We used a mixed methods approach and drew from multiple sources of EMS agency and individual data to develop an in-depth descriptive picture of turnover and associated costs in EMS. We used a stratified random sampling procedure to recruit a diverse sample of EMS agencies. Next, we used a longitudinal observational study design to capture information related to turnover and costs associated with turnover. Finally, we used the comparative method to present our findings.16 The comparative method is widely used in the analysis of policy relevant issues, and is the preferred method for studies comparing a small yet diverse sample of observations using a limited set of statistics (e.g. descriptive statistics).16 We compared findings across categories of EMS agency staffing mix (i.e., all paid staff, a mix of paid and volunteer staff, or all-volunteer). This study was approved by the University of Pittsburgh Institutional Review Board.
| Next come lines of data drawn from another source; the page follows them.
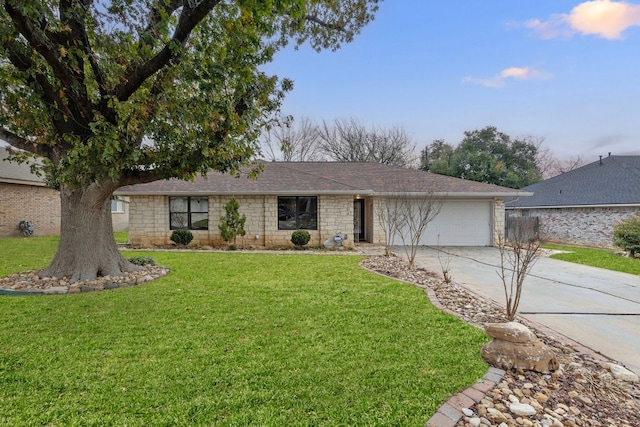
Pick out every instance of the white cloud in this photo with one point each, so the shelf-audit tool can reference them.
(604, 18)
(517, 73)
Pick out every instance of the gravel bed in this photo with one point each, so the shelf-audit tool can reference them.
(584, 391)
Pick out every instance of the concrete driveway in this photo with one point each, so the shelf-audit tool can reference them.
(598, 308)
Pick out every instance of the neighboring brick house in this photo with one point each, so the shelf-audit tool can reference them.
(582, 206)
(322, 197)
(24, 197)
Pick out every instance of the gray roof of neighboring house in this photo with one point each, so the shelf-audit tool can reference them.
(302, 178)
(16, 173)
(613, 180)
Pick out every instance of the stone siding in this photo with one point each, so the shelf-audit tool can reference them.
(149, 221)
(585, 226)
(39, 205)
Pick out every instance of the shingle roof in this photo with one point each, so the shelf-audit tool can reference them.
(324, 177)
(15, 172)
(614, 180)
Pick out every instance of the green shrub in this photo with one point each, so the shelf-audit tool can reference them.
(143, 260)
(626, 235)
(182, 237)
(300, 238)
(232, 223)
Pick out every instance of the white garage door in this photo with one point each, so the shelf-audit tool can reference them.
(459, 223)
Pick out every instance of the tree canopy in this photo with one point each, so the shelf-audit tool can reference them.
(119, 92)
(485, 155)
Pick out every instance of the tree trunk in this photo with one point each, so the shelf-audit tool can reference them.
(87, 246)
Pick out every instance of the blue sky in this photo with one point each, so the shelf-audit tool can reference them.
(565, 71)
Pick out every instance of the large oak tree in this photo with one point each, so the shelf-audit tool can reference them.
(112, 93)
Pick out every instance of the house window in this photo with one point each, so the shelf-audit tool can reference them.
(191, 213)
(297, 213)
(117, 204)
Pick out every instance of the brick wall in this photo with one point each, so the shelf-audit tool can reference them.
(580, 226)
(36, 204)
(149, 221)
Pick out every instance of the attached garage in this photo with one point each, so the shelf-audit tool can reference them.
(459, 223)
A list of EMS agencies was created from two sources: 1) the Commonwealth of Pennsylvania Office of EMS list of licensed EMS agencies, and 2) a non-profit EMS purchasing cooperative with 1,000 member agencies in 26 states. This list of approximately 2,000 EMS agencies was stratified by rural and urban status based on the Rural Urban Commuting Area (RUCA) designation.17 We assigned each agency a unique ID# using a random number generator in SAS V9.1 (Cary, North Carolina). The list was sorted by this randomly generated number from lowest to highest. From this list, we selected the first 400 rural and first 300 urban agencies to receive study recruitment materials. We anticipated that between 10% and 50% of agencies would respond to a mass-mailing invitation and be screened for eligibility.6, 18, 19 We oversampled rural agencies based on an expectation that many were non-transporting agencies and thus ineligible for participation. Because our study was descriptive in nature and limited by available resources, we enrolled a maximum of 50 EMS agencies. A power calculation was not performed because differences in outcome measures were not hypothesized across variables of interest.
All study recruitment materials were mailed during the first week of January 2008 and contained two letters. The first letter was from the Principal Investigator and explained the study. The second letter was from a nationally recognized EMS figure who expressed support for our study.
An EMS agency was eligible for participation if it: 1) was a provider of ground ambulance services and had access to all agency expense and revenue data linked to the provision of ground transportation and operations and be able to distinguish these costs from other services provided (agencies with Fire or multi-consortium company affiliations were thought less likely to meet this criterion and therefore were carefully screened prior to enrollment); 2) was willing to assign an agency contact to be in charge of this study and allow this individual 2–3 hours per month for a total of 6 months to collect and enter data via a secure website; 3) had access to the Internet; and 4) engaged in patient transportation (emergent, non-emergent or both).
The enrolled agencies were given a username and password to a secure website where agency data were collected. Upon their first time logging in, agency contacts were presented with a series of financial and human resource questions. These questions were asked only once and addressed the following: 1) total agency revenue and expenses for 2007; 2) the amounts in dollars charged for ambulance transportation and average reimbursement for each of the 6 transportation categories (e.g., BLS1, ALS1, SCT); 3) total number of responses and transports in 2007; and, 4) descriptions of employee positions (e.g. Paramedic, EMT-Basic, administrator). Agency contacts used the study’s secure website to populate a virtual employee roster. At the employee level, we collected the following pieces of information for each agency employee: 1) hourly pay or annual salary; 2) certification level (e.g., First Responder, EMT-Basic, Paramedic, Fire Fighter only, etc.); 3) average hours worked per week; 4) full-time status; and, 5) role as an administrator.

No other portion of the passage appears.